Definitely not related to Richert's approach is Livingston's use of short slogans -- again, inspired by advertising -- that are meant to be sincere, ironic or informative. Livingston says he's socially awkward, and the paintings say things to the viewer that he would never say himself. He uses the painting "I Wuv (You)," latex house paint and resin on canvas, as an example. The baby talk, he says, is an expression of his true feelings -- and he's not kidding. He may not be kidding about the would-be ironic ones either, like the fabulous "Welcome to the Future of Painting!"

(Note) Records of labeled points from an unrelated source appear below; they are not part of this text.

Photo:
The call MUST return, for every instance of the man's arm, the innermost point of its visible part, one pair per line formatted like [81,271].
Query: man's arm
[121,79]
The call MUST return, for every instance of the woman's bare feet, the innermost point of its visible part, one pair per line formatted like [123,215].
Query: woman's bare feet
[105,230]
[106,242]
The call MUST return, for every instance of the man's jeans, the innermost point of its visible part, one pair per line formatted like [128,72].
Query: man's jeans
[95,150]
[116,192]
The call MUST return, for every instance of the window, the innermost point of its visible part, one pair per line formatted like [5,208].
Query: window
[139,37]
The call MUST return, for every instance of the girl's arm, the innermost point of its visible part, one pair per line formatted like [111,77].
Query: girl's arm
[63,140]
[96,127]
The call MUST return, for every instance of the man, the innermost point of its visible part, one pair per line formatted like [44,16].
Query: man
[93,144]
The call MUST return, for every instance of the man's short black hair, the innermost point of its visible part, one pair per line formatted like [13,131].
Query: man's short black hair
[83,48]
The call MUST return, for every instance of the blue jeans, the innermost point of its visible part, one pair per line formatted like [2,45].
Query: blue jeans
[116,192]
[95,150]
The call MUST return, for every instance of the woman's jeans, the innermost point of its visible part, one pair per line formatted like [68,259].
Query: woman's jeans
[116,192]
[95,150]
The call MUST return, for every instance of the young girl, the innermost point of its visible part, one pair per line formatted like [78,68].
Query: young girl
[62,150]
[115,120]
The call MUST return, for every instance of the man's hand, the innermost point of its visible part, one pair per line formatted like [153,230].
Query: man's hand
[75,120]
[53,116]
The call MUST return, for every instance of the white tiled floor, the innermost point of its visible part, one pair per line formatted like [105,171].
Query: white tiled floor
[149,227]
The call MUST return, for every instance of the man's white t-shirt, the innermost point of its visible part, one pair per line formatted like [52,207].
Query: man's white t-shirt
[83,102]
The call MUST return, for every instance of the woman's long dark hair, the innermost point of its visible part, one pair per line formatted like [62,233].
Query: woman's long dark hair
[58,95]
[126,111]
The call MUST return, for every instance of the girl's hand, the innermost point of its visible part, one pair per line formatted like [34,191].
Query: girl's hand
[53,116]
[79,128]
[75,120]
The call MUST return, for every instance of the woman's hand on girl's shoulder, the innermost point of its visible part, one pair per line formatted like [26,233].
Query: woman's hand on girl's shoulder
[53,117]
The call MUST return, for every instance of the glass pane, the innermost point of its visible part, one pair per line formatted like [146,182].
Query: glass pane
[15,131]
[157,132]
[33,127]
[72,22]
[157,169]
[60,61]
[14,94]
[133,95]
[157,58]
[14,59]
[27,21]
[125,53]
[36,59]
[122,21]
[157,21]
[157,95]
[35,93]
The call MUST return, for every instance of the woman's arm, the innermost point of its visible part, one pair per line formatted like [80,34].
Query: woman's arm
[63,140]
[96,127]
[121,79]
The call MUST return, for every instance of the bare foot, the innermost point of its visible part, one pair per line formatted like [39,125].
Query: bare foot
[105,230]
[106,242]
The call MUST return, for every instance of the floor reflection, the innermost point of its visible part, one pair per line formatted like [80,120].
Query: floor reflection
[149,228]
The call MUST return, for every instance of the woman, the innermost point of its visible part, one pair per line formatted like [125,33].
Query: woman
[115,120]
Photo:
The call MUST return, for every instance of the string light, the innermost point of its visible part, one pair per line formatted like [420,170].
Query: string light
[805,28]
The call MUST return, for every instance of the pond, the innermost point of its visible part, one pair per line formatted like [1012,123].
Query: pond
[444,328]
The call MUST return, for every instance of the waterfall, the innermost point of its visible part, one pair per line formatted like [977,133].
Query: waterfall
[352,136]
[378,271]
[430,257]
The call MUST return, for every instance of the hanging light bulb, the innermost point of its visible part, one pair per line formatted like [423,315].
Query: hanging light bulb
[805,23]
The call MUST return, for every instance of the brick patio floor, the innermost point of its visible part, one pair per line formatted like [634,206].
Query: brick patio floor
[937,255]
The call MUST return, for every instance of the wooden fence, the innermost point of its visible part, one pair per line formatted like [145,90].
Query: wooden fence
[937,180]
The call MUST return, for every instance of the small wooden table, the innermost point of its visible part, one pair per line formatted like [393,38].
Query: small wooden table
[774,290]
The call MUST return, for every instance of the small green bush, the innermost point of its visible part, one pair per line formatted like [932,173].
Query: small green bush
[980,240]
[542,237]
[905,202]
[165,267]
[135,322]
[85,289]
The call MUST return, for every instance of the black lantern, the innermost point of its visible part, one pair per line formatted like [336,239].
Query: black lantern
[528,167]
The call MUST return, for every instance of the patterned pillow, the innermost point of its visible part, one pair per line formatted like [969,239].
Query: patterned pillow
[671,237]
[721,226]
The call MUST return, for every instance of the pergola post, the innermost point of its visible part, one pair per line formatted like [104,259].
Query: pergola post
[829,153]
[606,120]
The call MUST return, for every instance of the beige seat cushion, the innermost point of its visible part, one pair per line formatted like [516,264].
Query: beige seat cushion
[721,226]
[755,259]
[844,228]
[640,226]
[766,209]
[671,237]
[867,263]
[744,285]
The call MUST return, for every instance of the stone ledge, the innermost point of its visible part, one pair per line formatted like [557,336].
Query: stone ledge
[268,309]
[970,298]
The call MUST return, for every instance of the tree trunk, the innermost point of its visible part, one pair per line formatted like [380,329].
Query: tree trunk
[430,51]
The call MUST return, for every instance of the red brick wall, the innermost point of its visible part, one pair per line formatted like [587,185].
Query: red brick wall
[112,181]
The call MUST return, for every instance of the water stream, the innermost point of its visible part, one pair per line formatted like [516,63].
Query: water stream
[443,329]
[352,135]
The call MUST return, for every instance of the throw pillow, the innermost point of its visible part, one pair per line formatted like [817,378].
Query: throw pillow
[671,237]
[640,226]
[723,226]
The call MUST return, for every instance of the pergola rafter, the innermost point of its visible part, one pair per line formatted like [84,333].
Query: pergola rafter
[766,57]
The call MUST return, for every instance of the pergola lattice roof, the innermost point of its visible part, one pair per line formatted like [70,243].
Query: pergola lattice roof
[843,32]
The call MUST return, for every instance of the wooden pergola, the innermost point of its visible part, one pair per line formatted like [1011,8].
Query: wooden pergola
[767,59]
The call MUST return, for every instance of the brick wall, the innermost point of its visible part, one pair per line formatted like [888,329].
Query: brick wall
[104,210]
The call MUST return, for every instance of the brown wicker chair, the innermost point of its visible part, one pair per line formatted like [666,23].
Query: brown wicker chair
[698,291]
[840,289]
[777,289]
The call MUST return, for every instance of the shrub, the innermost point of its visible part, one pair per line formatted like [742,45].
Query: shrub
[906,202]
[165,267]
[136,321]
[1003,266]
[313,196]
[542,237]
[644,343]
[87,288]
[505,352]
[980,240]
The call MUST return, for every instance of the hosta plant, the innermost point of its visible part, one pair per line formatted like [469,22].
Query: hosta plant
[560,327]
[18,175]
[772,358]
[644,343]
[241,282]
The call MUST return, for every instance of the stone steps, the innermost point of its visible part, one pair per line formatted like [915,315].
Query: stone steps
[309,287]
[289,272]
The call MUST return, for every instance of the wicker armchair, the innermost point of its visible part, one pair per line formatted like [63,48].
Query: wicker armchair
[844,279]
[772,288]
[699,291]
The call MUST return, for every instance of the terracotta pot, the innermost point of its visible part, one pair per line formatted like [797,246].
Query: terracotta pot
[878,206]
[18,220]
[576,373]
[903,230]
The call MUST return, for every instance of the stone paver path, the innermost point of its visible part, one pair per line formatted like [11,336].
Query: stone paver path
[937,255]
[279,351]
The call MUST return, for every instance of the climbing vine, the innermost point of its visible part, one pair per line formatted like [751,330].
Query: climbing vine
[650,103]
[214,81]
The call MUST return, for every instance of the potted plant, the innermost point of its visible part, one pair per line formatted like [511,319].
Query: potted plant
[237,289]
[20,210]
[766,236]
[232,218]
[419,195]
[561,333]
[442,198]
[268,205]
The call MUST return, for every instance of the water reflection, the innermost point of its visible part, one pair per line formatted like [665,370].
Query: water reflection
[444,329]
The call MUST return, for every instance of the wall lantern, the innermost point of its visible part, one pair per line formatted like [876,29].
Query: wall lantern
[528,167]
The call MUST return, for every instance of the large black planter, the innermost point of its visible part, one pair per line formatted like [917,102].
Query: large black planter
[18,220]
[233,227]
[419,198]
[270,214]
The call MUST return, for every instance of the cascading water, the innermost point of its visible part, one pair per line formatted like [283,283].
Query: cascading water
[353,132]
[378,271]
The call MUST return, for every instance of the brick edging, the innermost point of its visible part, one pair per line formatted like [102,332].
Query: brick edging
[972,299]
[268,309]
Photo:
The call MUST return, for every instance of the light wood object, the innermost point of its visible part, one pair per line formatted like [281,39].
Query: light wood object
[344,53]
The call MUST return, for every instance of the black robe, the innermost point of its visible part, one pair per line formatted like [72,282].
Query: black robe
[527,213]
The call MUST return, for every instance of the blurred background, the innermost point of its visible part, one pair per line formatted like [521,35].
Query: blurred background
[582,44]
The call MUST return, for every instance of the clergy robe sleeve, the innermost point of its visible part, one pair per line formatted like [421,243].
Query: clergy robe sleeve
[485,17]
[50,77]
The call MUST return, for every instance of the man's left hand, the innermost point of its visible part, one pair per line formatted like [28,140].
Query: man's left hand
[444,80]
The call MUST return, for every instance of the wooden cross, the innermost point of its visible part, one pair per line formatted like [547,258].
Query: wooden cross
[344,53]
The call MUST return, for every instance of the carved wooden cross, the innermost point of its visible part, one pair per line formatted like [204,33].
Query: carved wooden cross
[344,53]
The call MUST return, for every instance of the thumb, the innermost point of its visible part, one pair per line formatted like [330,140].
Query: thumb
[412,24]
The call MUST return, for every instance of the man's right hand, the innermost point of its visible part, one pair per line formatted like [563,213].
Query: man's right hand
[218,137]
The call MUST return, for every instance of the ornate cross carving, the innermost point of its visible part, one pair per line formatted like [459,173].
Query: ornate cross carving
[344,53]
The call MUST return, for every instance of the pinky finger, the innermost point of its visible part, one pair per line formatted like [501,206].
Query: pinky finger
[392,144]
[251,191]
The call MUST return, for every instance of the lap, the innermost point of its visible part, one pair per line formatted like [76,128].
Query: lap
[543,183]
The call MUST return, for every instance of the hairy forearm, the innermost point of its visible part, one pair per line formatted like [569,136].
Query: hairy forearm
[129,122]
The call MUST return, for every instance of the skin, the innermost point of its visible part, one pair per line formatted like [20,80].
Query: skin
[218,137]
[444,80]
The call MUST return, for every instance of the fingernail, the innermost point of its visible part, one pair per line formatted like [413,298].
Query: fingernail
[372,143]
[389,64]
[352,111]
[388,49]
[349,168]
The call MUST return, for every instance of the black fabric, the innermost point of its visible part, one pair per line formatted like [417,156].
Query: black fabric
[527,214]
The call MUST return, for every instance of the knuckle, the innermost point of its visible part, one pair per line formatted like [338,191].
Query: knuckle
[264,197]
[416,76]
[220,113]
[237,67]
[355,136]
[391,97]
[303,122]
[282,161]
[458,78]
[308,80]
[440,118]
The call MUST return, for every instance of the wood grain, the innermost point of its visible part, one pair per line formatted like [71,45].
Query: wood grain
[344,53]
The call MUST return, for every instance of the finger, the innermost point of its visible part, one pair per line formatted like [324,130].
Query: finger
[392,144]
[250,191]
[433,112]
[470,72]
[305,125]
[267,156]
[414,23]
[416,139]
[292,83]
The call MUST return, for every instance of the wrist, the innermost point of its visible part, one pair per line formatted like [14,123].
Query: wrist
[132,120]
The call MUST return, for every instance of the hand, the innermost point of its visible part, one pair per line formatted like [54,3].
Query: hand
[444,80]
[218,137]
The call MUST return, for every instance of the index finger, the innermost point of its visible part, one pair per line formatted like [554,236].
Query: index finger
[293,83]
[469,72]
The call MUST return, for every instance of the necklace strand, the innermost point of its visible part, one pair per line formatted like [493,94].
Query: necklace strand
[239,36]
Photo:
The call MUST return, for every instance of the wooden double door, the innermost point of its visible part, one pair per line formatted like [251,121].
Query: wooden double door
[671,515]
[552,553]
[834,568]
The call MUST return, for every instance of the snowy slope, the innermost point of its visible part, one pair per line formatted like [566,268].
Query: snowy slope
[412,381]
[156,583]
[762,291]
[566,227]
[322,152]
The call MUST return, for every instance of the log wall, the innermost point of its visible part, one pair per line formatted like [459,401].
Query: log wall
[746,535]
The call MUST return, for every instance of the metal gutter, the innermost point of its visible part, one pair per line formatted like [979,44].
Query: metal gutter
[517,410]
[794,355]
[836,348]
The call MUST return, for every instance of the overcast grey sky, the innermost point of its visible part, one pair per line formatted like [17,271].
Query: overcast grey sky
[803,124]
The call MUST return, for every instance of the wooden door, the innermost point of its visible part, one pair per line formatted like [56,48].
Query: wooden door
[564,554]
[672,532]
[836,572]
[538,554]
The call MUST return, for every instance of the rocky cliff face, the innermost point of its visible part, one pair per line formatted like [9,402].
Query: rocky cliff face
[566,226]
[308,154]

Livingston's Mr. Sparkle is spectacular, and you shouldn't miss it -- especially since it's the last effort by the could-have-been-great gallery formerly known as + Zeile Judish.
Things have been changing over at Pirate, but unlike the changes at + Gallery, the ones here are for the better. What has changed at Pirate is that the gallery has gotten interesting again -- and no one could be more surprised about that than me. One of the city's oldest artists' co-ops, Pirate had been becoming increasingly irrelevant in recent years. More often than not, the place was filled with half-hearted shows. But inexplicably, that's turned around this past season, and that old dog of a place has become a venue for some impressive new tricks.
The latest in a cavalcade of great shows is Life on Earth, a solo by Pirate member Peter Illig. The exhibit is dominated by a 64-foot-long charcoal-on-paper drawing that covers two walls in Pirate's grandly scaled front space and becomes, as a result, an ad hoc installation. Illig has a good handle on how to carry out monumental work, and he should really consider entering the public art fray, because many of the artists who get those gigs cannot handle projects that call for large pieces.
The style of the drawing is neo-pop, and Illig has clearly taken considerable inspiration from the early work of pop pioneer James Rosenquist; the style of Illig's representational images comes from advertising art and illustration, which is where Rosenquist's came from as well. Illig also cites Mark Tansey, the source du jour of many contemporary representational artists. Speaking of representational art, have you noticed that the style is approaching critical mass? It's strange that one of the big museums or art centers hasn't presented a group show with work taken from the many talented artists in the area who are currently exploring the figure, the still life and the landscape.
There's also a noir quality to Illig's style, and something of a vague retro feel. The mammoth drawing is episodic, with a chain of enigmatic images lined up or overlapping one another. It's ostensibly narrative, even if it's impossible to understand the story. There's a woman standing in the rain, a man sitting on the floor, a tipped champagne glass, a bunch of knocked-over bowling pins and many other familiar elements that are made strange because of the way Illig says he intuitively arranged them.
Illig has definitely hit a home run with Life on Earth, and I strongly recommend that if you haven't seen it yet -- and word is that few have -- you really should make the effort before it comes down this weekend.